Gingellikruid

Het zou me niets verbazen dat je nog nooit van het gingellikruid (Guizotia abyssinica) gehoord hebt, maar toch is het een belangrijk cultuurgewas. Weliswaar is dat in de hooglanden van Oost-Afrika, maar wijzelf hebben er voor gezorgd dat deze soort steeds vaker in Nederland wordt aangetroffen.
Het gingellikruid is een eenjarige plant met een rechtopstaande naar rood neigende stengel. Hij bloeit van augustus tot oktober met gele op asters lijkende bloemen. Uiteindelijk ontstaat een zwart vettig drie- of vierkantig nootje. In Nederland groeit deze exoot op vochtige, verstoorde bodems en die omgevingen hebben we hier meer dan voldoende. Denk aan stortplaatsen, bermen, rivieroevers en in stedelijke omgevingen. Gingellikruid komt nog voornamelijk voor in Midden- en Zuid-Nederland, maar zijn areaal breidt zich voortdurend in noordelijke richting uit.

Het eerste deel van de wetenschappelijke naam, Guizotia, eert de Franse staatsman en geschiedkundige François Pierre Guillaume Guizot (1787-1874). Het tweede deel, abyssinica, is natuurlijk de verlatijnste vorm van Abessinië en dat is de oude naam van wat nu Ethiopië heet. De Nederlandse vorm, gingellikruid, stamt uit de Indiase taal, het Hindi, waar met jingalī 'sesamzaadjes' werden aangeduid.

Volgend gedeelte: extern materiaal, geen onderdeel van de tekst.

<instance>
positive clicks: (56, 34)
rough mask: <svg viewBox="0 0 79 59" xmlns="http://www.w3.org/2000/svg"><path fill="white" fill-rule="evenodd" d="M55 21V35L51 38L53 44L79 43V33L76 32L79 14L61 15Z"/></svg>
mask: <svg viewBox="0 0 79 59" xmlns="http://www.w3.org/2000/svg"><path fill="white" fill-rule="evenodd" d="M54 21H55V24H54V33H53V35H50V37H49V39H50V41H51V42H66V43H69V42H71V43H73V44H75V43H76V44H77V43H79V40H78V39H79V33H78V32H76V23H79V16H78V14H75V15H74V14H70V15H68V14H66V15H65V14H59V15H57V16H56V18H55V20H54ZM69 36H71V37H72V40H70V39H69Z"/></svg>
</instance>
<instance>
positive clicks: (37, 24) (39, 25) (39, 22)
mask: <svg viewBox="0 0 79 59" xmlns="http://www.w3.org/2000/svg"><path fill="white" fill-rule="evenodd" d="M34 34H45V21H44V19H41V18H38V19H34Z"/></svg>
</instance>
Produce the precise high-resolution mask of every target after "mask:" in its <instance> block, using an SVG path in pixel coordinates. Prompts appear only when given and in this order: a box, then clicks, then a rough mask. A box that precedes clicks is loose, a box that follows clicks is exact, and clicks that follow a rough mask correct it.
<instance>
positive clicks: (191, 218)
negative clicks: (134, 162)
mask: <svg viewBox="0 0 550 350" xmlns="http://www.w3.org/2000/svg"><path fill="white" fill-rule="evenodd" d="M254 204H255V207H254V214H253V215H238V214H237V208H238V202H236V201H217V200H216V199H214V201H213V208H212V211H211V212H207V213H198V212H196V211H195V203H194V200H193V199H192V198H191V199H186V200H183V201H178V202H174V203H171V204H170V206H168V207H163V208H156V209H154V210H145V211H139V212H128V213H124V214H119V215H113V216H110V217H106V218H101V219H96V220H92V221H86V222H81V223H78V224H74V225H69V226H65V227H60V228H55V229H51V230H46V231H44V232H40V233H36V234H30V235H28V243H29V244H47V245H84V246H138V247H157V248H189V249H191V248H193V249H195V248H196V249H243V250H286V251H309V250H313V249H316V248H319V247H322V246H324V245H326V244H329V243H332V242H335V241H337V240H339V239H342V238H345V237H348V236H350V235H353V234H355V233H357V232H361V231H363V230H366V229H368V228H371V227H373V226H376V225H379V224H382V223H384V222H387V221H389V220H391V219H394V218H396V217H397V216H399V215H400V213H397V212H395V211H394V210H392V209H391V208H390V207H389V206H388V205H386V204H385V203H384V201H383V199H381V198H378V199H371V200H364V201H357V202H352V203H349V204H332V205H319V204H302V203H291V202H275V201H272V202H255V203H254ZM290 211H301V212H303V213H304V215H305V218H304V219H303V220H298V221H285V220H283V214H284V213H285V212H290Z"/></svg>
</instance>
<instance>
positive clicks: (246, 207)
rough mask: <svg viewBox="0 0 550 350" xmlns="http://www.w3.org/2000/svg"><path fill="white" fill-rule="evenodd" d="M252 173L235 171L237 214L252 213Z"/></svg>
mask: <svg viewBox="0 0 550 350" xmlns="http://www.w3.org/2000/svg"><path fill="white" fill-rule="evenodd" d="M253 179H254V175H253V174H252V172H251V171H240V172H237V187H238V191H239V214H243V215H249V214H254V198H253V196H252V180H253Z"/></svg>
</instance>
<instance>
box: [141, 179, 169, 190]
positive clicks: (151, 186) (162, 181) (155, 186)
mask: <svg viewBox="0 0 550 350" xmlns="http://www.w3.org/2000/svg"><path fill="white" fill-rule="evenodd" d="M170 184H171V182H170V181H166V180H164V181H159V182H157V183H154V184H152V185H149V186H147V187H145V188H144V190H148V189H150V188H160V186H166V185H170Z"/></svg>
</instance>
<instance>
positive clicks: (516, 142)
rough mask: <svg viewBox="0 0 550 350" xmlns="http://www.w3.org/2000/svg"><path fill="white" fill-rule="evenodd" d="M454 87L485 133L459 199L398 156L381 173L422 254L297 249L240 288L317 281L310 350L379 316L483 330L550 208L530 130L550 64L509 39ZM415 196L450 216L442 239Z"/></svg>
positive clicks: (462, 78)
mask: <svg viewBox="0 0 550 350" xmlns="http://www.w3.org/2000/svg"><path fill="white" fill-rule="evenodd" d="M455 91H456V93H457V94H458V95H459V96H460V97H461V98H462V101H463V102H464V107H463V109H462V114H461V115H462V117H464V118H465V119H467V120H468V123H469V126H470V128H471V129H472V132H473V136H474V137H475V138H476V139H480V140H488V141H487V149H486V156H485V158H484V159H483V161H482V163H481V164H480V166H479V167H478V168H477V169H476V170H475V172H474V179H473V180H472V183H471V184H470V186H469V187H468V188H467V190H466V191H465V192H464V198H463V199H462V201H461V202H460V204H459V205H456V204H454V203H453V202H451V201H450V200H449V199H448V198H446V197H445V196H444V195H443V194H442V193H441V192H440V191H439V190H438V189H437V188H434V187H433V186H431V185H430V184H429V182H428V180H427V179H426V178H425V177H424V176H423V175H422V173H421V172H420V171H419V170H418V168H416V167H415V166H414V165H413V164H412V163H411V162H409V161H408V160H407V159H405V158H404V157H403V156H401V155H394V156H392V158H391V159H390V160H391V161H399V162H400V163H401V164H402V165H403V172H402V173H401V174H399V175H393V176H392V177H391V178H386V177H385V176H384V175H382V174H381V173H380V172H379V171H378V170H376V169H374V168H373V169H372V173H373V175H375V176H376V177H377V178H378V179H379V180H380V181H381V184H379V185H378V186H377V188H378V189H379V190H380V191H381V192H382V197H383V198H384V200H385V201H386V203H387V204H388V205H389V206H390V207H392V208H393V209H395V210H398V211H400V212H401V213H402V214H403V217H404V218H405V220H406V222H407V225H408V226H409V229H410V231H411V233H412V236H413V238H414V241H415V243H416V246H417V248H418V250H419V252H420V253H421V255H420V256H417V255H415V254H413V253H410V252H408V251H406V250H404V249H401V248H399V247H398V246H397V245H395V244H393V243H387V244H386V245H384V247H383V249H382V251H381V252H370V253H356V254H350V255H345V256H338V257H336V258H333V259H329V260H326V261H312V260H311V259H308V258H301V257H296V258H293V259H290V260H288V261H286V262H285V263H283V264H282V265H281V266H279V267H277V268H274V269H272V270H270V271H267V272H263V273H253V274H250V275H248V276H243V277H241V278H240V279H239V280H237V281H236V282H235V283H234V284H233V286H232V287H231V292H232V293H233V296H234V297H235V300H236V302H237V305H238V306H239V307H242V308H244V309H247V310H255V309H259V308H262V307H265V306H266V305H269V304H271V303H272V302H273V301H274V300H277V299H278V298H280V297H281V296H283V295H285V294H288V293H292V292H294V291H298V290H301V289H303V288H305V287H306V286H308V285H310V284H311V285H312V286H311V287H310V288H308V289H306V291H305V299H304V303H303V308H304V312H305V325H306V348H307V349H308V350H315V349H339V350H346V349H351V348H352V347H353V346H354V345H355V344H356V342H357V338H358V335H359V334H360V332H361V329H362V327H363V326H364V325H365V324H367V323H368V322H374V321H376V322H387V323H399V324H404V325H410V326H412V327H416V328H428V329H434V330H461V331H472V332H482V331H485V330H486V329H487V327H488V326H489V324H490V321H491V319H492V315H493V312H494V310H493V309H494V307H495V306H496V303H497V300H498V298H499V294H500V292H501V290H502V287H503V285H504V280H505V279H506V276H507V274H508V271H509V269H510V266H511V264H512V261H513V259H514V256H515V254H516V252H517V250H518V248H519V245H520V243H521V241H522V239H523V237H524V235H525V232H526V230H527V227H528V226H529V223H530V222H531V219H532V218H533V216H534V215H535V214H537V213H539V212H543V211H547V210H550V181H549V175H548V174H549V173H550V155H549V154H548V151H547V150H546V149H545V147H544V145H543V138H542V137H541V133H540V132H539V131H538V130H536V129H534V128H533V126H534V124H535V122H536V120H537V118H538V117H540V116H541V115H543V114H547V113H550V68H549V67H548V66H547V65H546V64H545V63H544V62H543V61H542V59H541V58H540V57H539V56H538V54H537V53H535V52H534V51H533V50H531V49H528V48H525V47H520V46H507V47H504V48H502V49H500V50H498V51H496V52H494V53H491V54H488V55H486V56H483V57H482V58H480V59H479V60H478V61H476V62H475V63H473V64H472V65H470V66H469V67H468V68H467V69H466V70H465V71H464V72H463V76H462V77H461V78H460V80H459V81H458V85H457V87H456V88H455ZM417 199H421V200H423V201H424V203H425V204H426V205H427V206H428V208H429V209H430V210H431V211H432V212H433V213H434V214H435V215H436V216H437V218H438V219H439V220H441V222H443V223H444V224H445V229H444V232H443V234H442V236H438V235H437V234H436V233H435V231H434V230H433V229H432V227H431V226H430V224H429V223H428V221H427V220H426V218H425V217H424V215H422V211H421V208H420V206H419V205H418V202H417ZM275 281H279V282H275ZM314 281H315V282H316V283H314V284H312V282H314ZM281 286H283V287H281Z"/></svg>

In landen als Ethiopië en Malawi wordt het plaatselijk niger, nyger, nyjer, niger seed, ramtil, ramtilla, inga seed of blackseed genoemd. Zoveel stammen, zoveel talen en zoveel benamingen. Daar werd het gingellikruid al eeuwenlang verbouwd voor diens eetbare olie en piepkleine zaden. Ieder zaadje bevat tot 35% olie, een meervoudig onverzadigd vetzuur. Omdat in Oost-Afrika niet echt een regenachtig klimaat heerst waren de mensen daar bijzonder ingenomen met de positieve effecten van gingellikruid. Omdat Oost-Afrika deel uitmaakte van de maritieme versie van de Zijderoute, tegenwoordig vaak de Monsoon Marketplace genoemd, is het niet vreemd dat men ook in India en andere landen in zuidelijk Azië de voordelen van gingellikruid begon in te zien.
Aha, zo zal de lezer zich op dit moment afvragen, maar als dit plantje zo populair is in de wat meer tropische regionen van de wereldbol, hoe is het dan mogelijk dat het ook in ons land aan een onstuitbare opmars bezig is. Dat komt omdat gingellizaadjes zo voedzaam zijn dat ze ook in vogelvoer worden toegepast. Het zijn zulke kleine zaadjes dat het onvermijdbaar is dat ze verspild worden bij het voederen door vogels. Dat is direct ook de reden dat veel waarnemingen in steden worden gedaan: zowel vogels als vogelliefhebbers knoeien nogwel eens wat van dat piepkleine zaad. Met die kans weet de natuur wel raad.